Er zijn er een paar geweest, zeldzame institutionele aanvallen. Het meest gedocumenteerde voorbeeld is de aanval op Estland in 2007, die werd toegeschreven aan de Russische regering, hoewel dit onmogelijk te bewijzen was.
Direct financieel gewin voor de aanvaller is zeldzaam, echter, en is gekoppeld aan de losgeldeis in ruil voor het beëindigen van de aanval.
Is het serieus?
De impact van een aanval op een dienst hangt af van hoe populair de dienst is. Gebruikers ervaren een aanval op laag niveau dan ook als hinderlijk als ze van de betreffende dienst gebruik moeten maken.
Alleen bepaalde grootschalige gebeurtenissen, de meest recente is het Mirai-botnet, effecten hebben die door een veel groter publiek worden waargenomen.
Veel servers en services bevinden zich in privéomgevingen, en zijn daarom niet van buitenaf toegankelijk. Enterprise-servers, bijvoorbeeld, worden zelden getroffen door dit soort aanvallen. De belangrijkste factor voor kwetsbaarheid ligt daarom in het uitbesteden van IT-diensten, die een afhankelijkheid van het netwerk kunnen creëren.
Eindelijk, een aanval met een zeer grote impact zou, Allereerst, onmiddellijk worden gedetecteerd (en daarom vaak binnen enkele uren worden geblokkeerd), en uiteindelijk zou worden beperkt door zijn eigen activiteiten (aangezien de communicatie van de aanvaller ook zou worden geblokkeerd), zoals blijkt uit het oude voorbeeld van de SQL Slammer-worm.
uiteindelijk, het onderzoek toont aan dat de verschijnselen van denial-of-service-aanvallen door verzadiging zich de afgelopen twee jaar herhaaldelijk hebben voorgedaan. Dit nieuws is belangrijk genoeg om aan te tonen dat dit fenomeen moet worden aangepakt. Toch is dit geen nieuwe gebeurtenis.

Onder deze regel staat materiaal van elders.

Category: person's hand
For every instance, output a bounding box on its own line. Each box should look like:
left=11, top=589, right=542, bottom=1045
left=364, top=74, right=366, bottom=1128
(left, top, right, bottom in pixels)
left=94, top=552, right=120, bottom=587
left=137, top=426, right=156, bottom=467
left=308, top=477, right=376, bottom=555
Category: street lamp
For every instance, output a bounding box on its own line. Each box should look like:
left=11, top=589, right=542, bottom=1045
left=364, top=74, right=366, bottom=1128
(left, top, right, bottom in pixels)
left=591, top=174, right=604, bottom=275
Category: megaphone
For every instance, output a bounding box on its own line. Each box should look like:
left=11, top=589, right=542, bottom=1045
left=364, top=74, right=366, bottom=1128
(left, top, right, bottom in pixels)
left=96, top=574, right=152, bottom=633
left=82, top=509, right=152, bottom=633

andere verschijnselen, zoals routemanipulatie, dezelfde gevolgen hebben voor gebruikers, zoals toen Pakistan Telecom YouTube-adressen kaapte.
Goede IT-hygiëne
Helaas, er is geen zekere vorm van bescherming tegen deze aanvallen. Uiteindelijk, het komt neer op een kwestie van servicekosten en de hoeveelheid middelen die beschikbaar worden gesteld voor legitieme gebruikers.
De "grote" serviceproviders hebben zoveel middelen dat het voor een aanvaller moeilijk is om ze te overrompelen.
Nog altijd, dit is niet het einde van het internet, verre van. Echter, dit fenomeen moet worden beperkt. Voor gebruikers, goede IT-hygiënepraktijken moeten worden gevolgd om de risico's van compromittering van hun computer te beperken, en dus gebruikt om deel te nemen aan dit soort aanvallen.
Het is ook belangrijk om na te gaan welk type bescherming uitbestede dienstverleners hebben vastgesteld, ervoor te zorgen dat ze over voldoende capaciteit en beschermingsmiddelen beschikken.
Dit artikel is oorspronkelijk gepubliceerd op The Conversation. Lees het originele artikel.